Dentro de un par de días ingresará al Congreso Nacional el proyecto sobre educación superior. Comenzará así un extenso trámite que fue antecedido por un largo trabajo prelegislativo en el que fueron escuchados todos los actores vinculados al tema. Sin embargo, grupos estudiantiles y hasta de rectores afirman no haber sido escuchados, porque se ha vuelto ya una majadería que cualquier colectivo afirme no haber sido escuchado solo porque algunos de sus planteamientos y proposiciones no fueron aceptados a la hora de preparar un proyecto de ley o de aprobarlo.

A raíz del trabajo prelegislativo, el Gobierno acabó formándose un parecer acerca del mejor contenido para el proyecto y la palabra pasará ahora al Congreso, donde habrá una nueva oportunidad para que todos sean escuchados antes de que se adopten las decisiones finales. Así es como funciona una democracia y solo cabe esperar que en sede legislativa se escuchen buenas razones, sin confundir los desacuerdos que puedan existir en materia de ideas con aquellos que se refieran únicamente a los intereses económicos en juego a propósito del nuevo sistema de financiamiento que se adopte para la educación superior. No es sano para el debate de una iniciativa que discrepancias de intereses económicos de las instituciones sean presentadas ante la opinión pública como desacuerdos en el terreno de los principios y las ideas. No es que los intereses no deban existir -de hecho existen y son legítimos-, pero resulta abusivo escapar de la rudeza de la palabra «intereses» para refugiarse en la mejor prensa que tienen «ideas» y «principios».

Hay que decir también que el proyecto no fue redactado a partir de una página en blanco, sino de una extensamente escrita y hasta garabateada en el curso de los últimos 35 años. Fue a partir de 1981, dictadura y Chicago Boys mediante, que se instaló un «sistema» de educación superior -pongo entre comillas porque la palabra le queda grande- insuficientemente regulado y escasamente controlado, de manera que lo que ahora se trata de arreglar no es un terreno virgen en el que se pueda sembrar lo que se quiera, sino un espacio mal diseñado y peor desarrollado, en el que hay abundante maleza y no pocas plantas parásitas.

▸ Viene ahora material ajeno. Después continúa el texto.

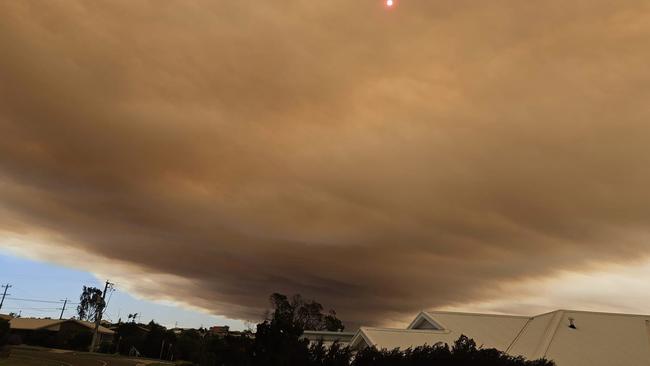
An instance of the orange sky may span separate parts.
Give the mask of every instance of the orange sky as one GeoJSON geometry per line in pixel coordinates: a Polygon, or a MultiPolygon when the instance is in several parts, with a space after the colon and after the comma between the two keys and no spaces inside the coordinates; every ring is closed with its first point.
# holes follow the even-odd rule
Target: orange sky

La labor del Gobierno y del Congreso no es entonces la de un paisajista fundacional, sino la de un jardinero que tiene que vérselas con una especie de caos de plantas, arbustos y matorrales de muy distinta nobleza, frutos y tamaños, sin poder tomar las tijeras, y menos la retroexcavadora, para empezar todo de nuevo.

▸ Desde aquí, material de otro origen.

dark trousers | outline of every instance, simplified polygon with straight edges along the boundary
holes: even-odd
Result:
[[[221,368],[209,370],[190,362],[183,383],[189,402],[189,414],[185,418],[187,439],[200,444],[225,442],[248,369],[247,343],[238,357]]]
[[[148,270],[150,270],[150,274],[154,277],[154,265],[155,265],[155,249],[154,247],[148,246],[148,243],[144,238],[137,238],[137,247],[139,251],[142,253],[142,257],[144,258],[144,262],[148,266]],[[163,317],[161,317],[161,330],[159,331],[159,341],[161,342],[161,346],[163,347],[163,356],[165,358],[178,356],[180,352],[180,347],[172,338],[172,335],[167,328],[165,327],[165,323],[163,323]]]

Por lo mismo, causa irritación que algunos ideólogos del actual «sistema» (desregulación, falta de controles e hipocresía ante el lucro en el caso de universidades que se fundaron como oportunidades de negocios para sus dueños y no como proyectos educativos para el país) pongan ahora el grito en el cielo solo porque un gobierno ha decidido hacerse cargo del pastel que tenemos. El discurso hegemónico de la autorregulación de la educación superior que tuvimos durante décadas, mal equilibrado entre el cinismo y la candidez y muy parecido al que padecimos también en otros ámbitos de los negocios y ni qué decir de la política y su relación con el dinero, no ha asumido su responsabilidad y se muestra sorprendido cuando hoy se trata de arreglar las cosas.

Me pregunto si no corresponde tener ahora una tregua en algunas de las expresiones más habituales de las movilizaciones estudiantiles -paros y tomas-, para instalar de ese modo las condiciones de un debate racional, crítico, paciente y constructivo del complejo articulado del proyecto sobre educación superior. Con establecimientos en toma o vacíos de estudiantes ese debate no será posible o perderá todo potencial persuasivo. No se trata de renunciar a las movilizaciones, sino de deponerlas mientras la iniciativa cumple sus primeros trámites legislativos, avivando la discusión en el Congreso, en los medios, en las redes sociales, en las asambleas universitarias, en vez de sepultarla en el silencio de aulas vacías (paros) o de locales a los que se impide el ingreso (tomas).
¿No debería promoverse un pacto en tal sentido, el amplio pacto que necesita hoy la educación superior, incluidos todos sus estamentos, para que lo que se visibilice sean ideas y no sillas universitarias empotradas en las rejas de establecimientos en toma?